Hydrogen peroxide (H2O2) is a biologically relevant, non-radical reactive oxygen species and is inevitably generated as a by-product of normal aerobic metabolism. However, when concentration increases under stress conditions, (H2O2) could be detrimental for cells. Thus, H2O2 scavenging activity becomes a crucial characteristic of total antioxidant activity.36 In this study, methanol extract was found to be efficient scavenger of hydrogen peroxide radical while ethyl acetate extract and aqueous extract were least efficient. The results strongly suggest that these extracts contain the necessary compounds for radical elimination.

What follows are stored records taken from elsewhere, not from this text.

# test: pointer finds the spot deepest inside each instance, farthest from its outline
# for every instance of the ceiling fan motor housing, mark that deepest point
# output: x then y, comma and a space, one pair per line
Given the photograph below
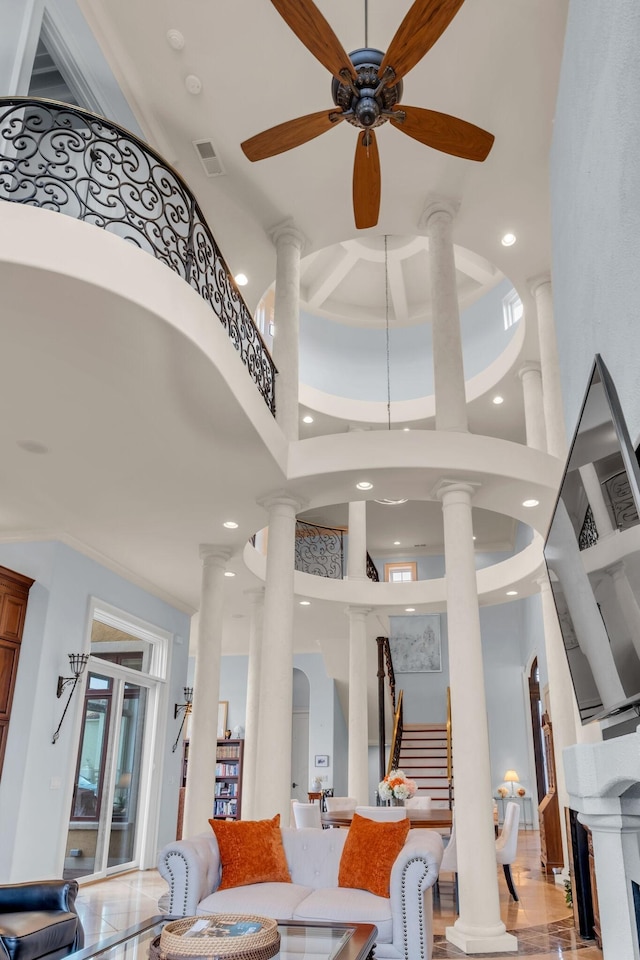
360, 103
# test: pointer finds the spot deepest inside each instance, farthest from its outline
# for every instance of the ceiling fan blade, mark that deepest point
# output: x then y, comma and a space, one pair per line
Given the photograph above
310, 26
366, 181
286, 136
421, 27
446, 133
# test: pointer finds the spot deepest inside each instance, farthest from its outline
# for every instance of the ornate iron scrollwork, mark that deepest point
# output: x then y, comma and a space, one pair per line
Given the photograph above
589, 533
66, 159
319, 550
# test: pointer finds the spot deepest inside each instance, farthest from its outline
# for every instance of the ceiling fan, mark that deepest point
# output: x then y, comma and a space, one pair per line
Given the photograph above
367, 89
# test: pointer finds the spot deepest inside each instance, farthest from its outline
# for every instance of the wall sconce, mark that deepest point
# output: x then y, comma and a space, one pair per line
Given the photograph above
512, 777
78, 662
185, 709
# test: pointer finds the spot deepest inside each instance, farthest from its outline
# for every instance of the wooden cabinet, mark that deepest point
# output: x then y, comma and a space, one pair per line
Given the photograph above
227, 802
14, 593
548, 811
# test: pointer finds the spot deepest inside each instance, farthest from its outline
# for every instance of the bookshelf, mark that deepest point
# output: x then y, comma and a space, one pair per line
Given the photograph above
227, 801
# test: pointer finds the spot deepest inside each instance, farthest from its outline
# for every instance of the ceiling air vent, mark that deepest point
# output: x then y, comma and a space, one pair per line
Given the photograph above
209, 158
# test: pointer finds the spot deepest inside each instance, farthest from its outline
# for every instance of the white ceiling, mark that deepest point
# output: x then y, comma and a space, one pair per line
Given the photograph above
140, 492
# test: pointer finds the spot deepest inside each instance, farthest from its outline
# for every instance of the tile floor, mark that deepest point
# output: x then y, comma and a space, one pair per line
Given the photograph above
541, 920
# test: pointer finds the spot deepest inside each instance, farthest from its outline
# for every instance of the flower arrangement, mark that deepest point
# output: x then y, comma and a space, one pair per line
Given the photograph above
396, 786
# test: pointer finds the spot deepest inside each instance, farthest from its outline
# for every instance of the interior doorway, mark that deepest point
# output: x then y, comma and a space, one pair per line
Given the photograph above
112, 789
300, 737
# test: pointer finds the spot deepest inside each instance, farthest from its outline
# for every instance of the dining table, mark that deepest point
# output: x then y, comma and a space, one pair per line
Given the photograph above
433, 819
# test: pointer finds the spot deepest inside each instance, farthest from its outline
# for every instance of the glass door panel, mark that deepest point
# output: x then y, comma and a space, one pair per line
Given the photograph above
124, 823
104, 812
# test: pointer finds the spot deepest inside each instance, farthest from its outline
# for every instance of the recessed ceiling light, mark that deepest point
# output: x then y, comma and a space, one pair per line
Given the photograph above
33, 446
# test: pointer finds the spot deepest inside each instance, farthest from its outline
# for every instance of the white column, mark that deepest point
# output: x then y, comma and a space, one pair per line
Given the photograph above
357, 549
289, 243
273, 792
448, 369
551, 383
478, 928
253, 704
358, 766
198, 806
531, 379
627, 601
593, 490
561, 701
21, 23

In this study, we also measured the potential of J. squamata extracts to inhibit lipid peroxidation in rat liver microsomes induced by the Fe2+ /ascorbate system. Lipid peroxidation in biological systems has long been thought to be a toxicological phenomenon that can lead to various pathological consequences. Fe2+-ascorbic acid mixture is well known to stimulate lipid peroxidation in rat liver in vivo and in microsomes and mitochondria of rat liver in vitro. Since it is believed that lipid peroxidation is one of the causes of the occurrence of cardiovascular disease and cancer, its high inhibition by extracts of plants may represent an indicator of their high therapeutic potential.37 Different extracts protected against lipid peroxidation induced by Fe2+ considerably reduced MDA content in a concentration-dependent manner. Similar results were reported by Gul et al., were studying the antioxidant and antiproliferative activities of Abrus precatorius leaf extract.38
J.squamata extracts were also found to exhibit a dose dependent hydroxyl radical scavenging activity and prevent the Calf thymus DNA damage. Methanolic extract was to possess highest hydroxyl radical scavenging activity. Hydroxyl radical is generated by a mixture of Fe3+- H2O2 and ascorbic acid and is assessed by monitoring the degraded fragments of deoxyribose, through malonaldehyde (MDA) formation and DNA strand breaks in Calf thymus DNA. If any plant extract or drug scavenges the hydroxyl radical, they may either scavenge the radical or may chelate the Fe2+ ion, making it unavailable for the Fenton’s reaction.39
As it is noted from the above results that the extracts of J.squamata exhibit good antioxidant activities, the results are highly correlated with immunomodulatory properties. Administration of J.squamata methanolic extract (100 and 200 mg/kg bw) increased the clearance of carbon particles from blood in wistar rats as indicated by a significant increase in the phagocytic index when compared with the control group. Similarly, the animals treated with the J.squamata methanolic extract showed a significant change in DTH response as compared to control animals.DTH response was checked by increased footpad thickness using digital vernier caliper. Similar results were reported Patel et al, while studying immunomodulatory activity of aqueous extract of Trapa bispinosa.40
This work is an attempt to identify the biological potential of J. squamata growing in the Himalayan region for the first time. The methanolic fraction of J.squamata was observed to harbour considerable antioxidant potential and, in case of immune modulating studies, the methanolic fraction was observed to show remarkable immune suppressive as well as immune stimulating potential, which could prove to be of immense value in autoimmune diseases as well as in immune compromised patients. However, the phytoconstituents responsible for their significant activity are still unknown. The results obtained in this work provide the basis for designing future experimentation on this species for better understanding of its antioxidative and enhance the immune system and could be used as a potential immunomodulatory agent for tumor immunotherapy.